Le autorità hanno intensificato gli sforzi per monitorare i prigionieri e per mantenere segrete le loro attività. Secondo le guardie carcerarie, i prigionieri uiguri sono costretti a stare seduti nelle celle, circondati da telecamere di sorveglianza. Devono avere le manette ai polsi e le catene alle gambe 24 ore su 24. Come osserva un agente, «i prigionieri, anche quando si spogliano per fare la doccia, devono indossare manette e catene».
Una guardia di servizio in un’altra prigione ha riferito al nostro corrispondente: «I prigionieri devono indossare manette e catene anche quando dormono. Le loro mani devono essere sempre visibili, per impedire loro di pregare quando sono a letto. Non sono autorizzati a parlare la lingua uigura e devono studiare il cinese mandarino.
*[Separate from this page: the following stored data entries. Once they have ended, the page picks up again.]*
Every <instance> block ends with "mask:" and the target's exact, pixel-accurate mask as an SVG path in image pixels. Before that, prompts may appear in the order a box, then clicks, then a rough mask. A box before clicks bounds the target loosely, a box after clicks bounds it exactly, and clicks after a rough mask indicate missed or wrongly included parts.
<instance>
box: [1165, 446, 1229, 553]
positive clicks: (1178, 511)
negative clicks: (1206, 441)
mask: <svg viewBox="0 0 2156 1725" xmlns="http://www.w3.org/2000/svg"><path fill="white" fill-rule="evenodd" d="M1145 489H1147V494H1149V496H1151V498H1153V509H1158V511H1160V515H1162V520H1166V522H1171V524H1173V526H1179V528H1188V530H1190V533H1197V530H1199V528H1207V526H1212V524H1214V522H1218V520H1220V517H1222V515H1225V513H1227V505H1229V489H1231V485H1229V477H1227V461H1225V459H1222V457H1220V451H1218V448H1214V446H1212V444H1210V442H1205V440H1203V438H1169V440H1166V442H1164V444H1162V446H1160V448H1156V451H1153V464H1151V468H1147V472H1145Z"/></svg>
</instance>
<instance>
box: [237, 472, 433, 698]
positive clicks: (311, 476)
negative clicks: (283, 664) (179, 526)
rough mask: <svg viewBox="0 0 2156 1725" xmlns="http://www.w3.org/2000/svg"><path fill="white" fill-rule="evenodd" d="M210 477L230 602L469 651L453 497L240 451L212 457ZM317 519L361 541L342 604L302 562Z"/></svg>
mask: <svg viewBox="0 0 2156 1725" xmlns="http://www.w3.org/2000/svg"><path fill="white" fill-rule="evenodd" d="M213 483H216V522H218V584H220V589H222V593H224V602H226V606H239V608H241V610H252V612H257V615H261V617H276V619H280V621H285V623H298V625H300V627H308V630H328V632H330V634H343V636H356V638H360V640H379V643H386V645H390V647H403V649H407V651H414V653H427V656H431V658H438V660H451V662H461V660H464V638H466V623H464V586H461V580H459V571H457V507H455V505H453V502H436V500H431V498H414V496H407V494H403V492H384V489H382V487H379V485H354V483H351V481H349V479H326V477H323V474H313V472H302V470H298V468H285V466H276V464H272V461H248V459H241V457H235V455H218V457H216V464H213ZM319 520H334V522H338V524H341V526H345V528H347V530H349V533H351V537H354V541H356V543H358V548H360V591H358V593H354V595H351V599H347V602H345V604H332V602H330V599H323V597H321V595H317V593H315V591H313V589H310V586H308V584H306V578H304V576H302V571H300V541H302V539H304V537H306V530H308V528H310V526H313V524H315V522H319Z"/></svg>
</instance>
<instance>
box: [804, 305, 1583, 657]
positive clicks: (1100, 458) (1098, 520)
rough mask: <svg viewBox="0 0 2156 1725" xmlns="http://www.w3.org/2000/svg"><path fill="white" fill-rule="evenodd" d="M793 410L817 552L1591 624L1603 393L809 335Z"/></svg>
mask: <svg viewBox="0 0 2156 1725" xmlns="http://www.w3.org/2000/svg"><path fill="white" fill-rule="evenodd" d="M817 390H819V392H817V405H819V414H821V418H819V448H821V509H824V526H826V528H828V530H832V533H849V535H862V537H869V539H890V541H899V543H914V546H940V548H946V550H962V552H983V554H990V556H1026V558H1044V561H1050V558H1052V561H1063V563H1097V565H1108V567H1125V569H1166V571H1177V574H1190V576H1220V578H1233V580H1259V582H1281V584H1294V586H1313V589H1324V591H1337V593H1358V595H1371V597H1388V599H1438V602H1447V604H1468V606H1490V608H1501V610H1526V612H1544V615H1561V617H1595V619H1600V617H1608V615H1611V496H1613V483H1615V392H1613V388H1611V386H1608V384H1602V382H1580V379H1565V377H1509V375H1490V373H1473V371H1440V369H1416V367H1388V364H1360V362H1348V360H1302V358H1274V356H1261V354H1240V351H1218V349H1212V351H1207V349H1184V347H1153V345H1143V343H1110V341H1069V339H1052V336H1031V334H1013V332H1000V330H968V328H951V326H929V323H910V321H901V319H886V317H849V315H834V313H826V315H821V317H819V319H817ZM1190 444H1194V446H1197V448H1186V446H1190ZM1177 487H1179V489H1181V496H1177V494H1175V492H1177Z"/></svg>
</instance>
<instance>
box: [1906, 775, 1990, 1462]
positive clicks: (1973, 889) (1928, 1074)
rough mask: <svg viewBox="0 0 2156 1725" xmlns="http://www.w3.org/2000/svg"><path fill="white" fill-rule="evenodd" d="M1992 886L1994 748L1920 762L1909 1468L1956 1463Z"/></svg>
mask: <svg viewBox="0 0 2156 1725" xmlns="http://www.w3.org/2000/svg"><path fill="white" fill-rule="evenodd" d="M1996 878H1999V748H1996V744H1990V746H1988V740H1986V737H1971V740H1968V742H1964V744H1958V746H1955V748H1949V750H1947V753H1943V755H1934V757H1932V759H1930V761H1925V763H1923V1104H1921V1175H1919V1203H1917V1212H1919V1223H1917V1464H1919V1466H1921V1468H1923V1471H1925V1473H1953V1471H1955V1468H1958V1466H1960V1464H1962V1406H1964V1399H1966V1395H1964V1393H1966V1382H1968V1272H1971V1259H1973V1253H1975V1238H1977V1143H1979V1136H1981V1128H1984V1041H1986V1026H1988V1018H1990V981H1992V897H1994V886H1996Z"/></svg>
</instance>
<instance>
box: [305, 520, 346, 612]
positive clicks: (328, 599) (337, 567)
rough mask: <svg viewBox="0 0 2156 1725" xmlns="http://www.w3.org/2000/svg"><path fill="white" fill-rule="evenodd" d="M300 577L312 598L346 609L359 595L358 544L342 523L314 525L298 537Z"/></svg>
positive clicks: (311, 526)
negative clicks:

Se non parlano in questa lingua, vengono picchiati, insultati e colpiti con i manganelli elettrici».
La guardia ha pure aggiunto che ai prigionieri viene ordinato di rimanere immobili mentre gli agenti li sorvegliano per assicurarsi che non si muovano. Al giornalista che domandava se i prigionieri dovessero rimanere immobili del tutto, la guardia ha risposto: «Sì, perché questa è una forma di punizione; e anche se vengono loro le piaghe da decubito, devono comunque rimanere seduti».
Questa combinazione fra trattamenti disumani e segretezza estrema preoccupa molto i nostri corrispondenti. Una guardia carceraria ha detto spontaneamente: «Sembra proprio che il Partito Comunista voglia spazzare via questo gruppo [etnico]». Un’altra fonte si è lamentata così: «Dati gli attuali metodi di detenzione e le misure di segretezza, tutti questi prigionieri potrebbero anche essere giustiziati e nessuno lo saprebbe. La cosa è persino peggiore di quanto avviene nei campi di concentramento nello Xinjiang. Forse che il Partito intenda semplicemente “sbarazzarsi” di questa generazione di uiguri per poi “trasformare” la prossima? Non oso pensarci».